Enhanced selectivity, cellular uptake, and in vitro activity of an intrinsically fluorescent copper–tirapazamine nanocomplex for hypoxia targeted therapy in prostate cancer

Abstract

In the present work, a copper–tirapazamine (TPZ) nanocomplex [Cu(TPZ)₂] was synthesized for selective hypoxia-targeted therapy. The nanocomplex revealed a crystalline form, and exhibited higher lipophilicity, compared to TPZ. Furthermore, its stability was confirmed in different media, with minimum dissociation in serum (∼20% up to 72 h). In contrast to other hypoxia-targeted agents, our intrinsically fluorescent nanocomplex offered an invaluable tool to monitor its cellular uptake and intracellular distribution under both normoxia and hypoxia.

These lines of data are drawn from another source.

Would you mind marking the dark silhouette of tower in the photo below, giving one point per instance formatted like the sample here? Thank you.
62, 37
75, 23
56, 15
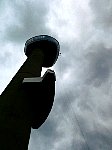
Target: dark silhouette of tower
27, 100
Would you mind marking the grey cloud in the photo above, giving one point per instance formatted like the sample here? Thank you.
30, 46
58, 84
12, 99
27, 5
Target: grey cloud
99, 64
102, 11
28, 19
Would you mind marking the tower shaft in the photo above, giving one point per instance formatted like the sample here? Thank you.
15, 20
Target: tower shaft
15, 115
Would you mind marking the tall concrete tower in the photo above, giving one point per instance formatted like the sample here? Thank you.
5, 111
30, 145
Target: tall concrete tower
27, 100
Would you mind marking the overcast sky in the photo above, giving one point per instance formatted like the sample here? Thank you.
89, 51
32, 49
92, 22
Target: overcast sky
81, 118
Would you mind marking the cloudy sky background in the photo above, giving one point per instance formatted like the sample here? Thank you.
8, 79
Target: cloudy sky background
81, 118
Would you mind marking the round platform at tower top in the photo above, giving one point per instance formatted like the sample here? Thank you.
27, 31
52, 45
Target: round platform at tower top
48, 44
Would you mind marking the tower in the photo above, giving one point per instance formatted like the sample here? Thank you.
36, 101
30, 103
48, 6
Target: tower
27, 100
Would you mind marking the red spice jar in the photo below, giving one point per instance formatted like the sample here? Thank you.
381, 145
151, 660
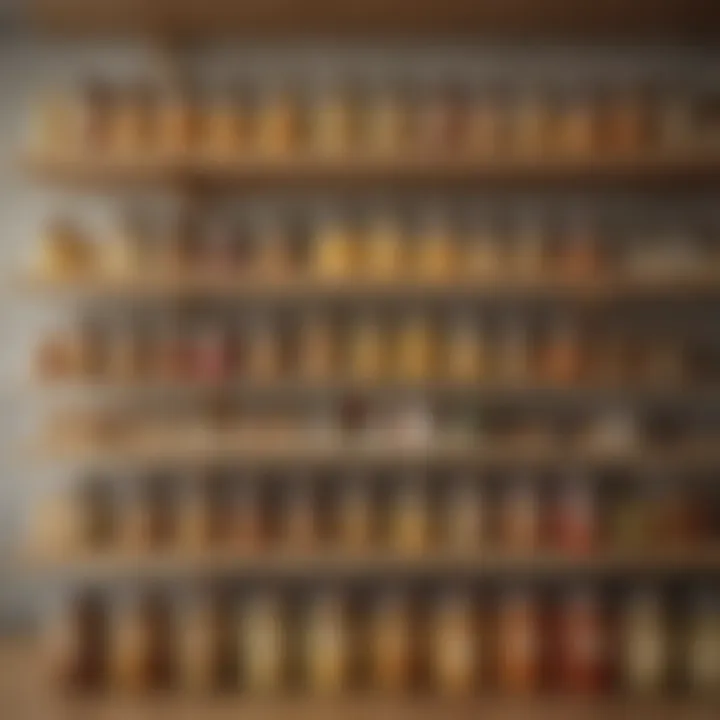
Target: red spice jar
519, 646
582, 653
576, 522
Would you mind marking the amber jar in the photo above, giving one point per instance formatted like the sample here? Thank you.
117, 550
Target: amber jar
326, 646
454, 646
262, 645
645, 646
391, 645
576, 520
384, 250
519, 644
197, 645
280, 124
582, 656
520, 519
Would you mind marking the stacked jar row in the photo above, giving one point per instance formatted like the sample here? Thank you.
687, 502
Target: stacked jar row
514, 641
408, 514
142, 120
381, 248
561, 348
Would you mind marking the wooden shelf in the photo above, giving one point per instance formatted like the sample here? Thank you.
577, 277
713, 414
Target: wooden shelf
293, 565
308, 452
312, 289
103, 172
404, 18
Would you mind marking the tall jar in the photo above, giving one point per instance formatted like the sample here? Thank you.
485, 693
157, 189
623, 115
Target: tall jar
326, 646
519, 644
196, 643
391, 644
454, 646
262, 644
645, 644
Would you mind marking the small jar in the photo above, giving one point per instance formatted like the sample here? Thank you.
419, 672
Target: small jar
436, 251
197, 645
384, 250
645, 645
391, 645
520, 520
416, 350
465, 352
367, 350
454, 646
703, 647
262, 645
356, 515
464, 521
334, 251
279, 124
326, 646
411, 518
576, 523
519, 644
130, 646
583, 654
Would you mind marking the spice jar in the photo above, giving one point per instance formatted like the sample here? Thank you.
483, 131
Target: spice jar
384, 250
576, 518
519, 646
465, 351
703, 649
318, 352
436, 251
464, 522
563, 361
410, 526
391, 644
333, 123
355, 515
645, 651
262, 644
279, 124
582, 644
520, 519
178, 122
416, 350
334, 251
196, 644
326, 645
531, 127
366, 351
130, 647
454, 643
387, 123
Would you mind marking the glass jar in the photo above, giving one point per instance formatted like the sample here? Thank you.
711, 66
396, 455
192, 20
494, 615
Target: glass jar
465, 352
130, 645
416, 350
521, 517
367, 350
384, 250
645, 646
703, 649
519, 645
454, 644
326, 646
582, 645
577, 518
411, 522
391, 644
279, 124
262, 644
196, 644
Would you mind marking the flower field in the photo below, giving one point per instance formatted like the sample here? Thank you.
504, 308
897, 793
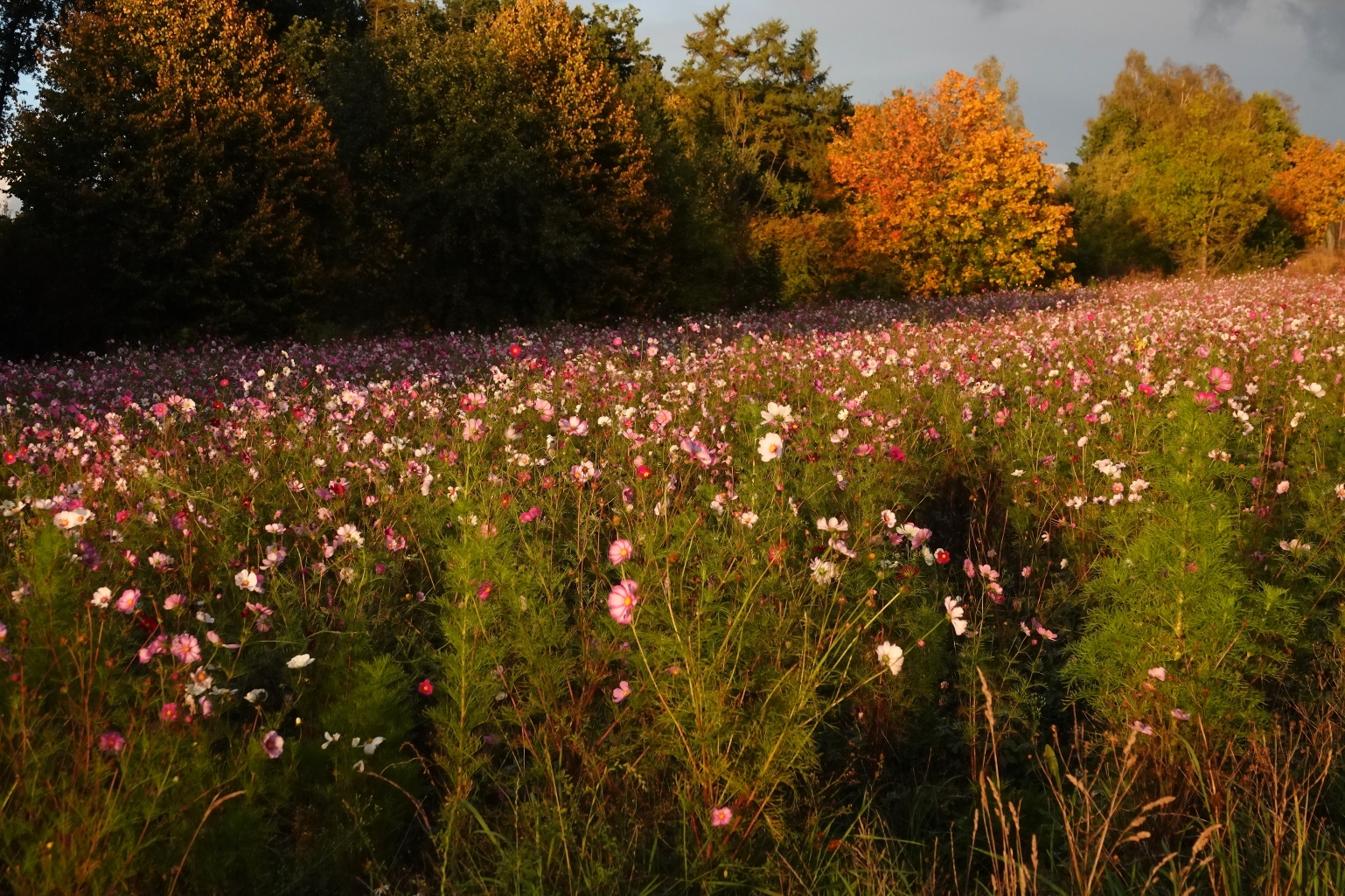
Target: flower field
1020, 594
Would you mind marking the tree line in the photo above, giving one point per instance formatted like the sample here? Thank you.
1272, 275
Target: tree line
320, 166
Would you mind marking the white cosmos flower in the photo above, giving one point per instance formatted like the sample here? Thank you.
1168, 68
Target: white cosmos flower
771, 447
892, 656
73, 518
777, 413
249, 580
959, 624
824, 571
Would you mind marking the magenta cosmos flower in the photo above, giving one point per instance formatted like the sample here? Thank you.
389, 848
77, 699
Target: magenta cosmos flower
622, 601
273, 744
620, 551
185, 649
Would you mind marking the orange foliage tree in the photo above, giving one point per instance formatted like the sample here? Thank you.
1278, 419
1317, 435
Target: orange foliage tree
949, 194
1312, 191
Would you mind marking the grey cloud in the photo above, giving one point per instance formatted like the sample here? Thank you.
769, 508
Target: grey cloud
1219, 15
995, 7
1324, 27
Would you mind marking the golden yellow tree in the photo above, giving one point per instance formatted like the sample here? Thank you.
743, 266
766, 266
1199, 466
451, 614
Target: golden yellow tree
1312, 191
950, 194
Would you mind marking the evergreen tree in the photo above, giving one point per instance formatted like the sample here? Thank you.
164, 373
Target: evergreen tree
172, 179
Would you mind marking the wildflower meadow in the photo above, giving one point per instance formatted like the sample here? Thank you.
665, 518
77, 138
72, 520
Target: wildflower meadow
1015, 594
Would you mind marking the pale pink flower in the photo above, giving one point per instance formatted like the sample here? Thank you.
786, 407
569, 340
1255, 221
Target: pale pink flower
620, 601
127, 603
186, 649
273, 744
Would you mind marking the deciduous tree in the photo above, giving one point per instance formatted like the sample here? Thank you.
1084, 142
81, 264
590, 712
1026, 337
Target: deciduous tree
947, 191
1312, 191
174, 177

The conferred higher cellular uptake of the nanocomplex, especially under hypoxia, and its biocompatible reductive potential resulted in superior hypoxia selectivity in two prostate cancer (PC) cell lines. More promisingly, the nanocomplex showed higher potency in three-dimensional tumor spheroids, compared to TPZ, due to its slower metabolism, and probably deeper penetration in tumor spheroids. Interestingly, the nuclear localization of the intact nanocomplex, combined with its higher DNA binding affinity, as evidenced by the DNA binding assay, resulted in significant S-phase cell-cycle arrest, followed by apoptosis in the three-dimensional spheroid model. In conclusion, the presented findings suggested that the Cu(TPZ)₂ nanocomplex can be a promising hypoxia-targeted therapeutic, which could potentiate the efficacy of the existing chemo- and radiotherapy in PC.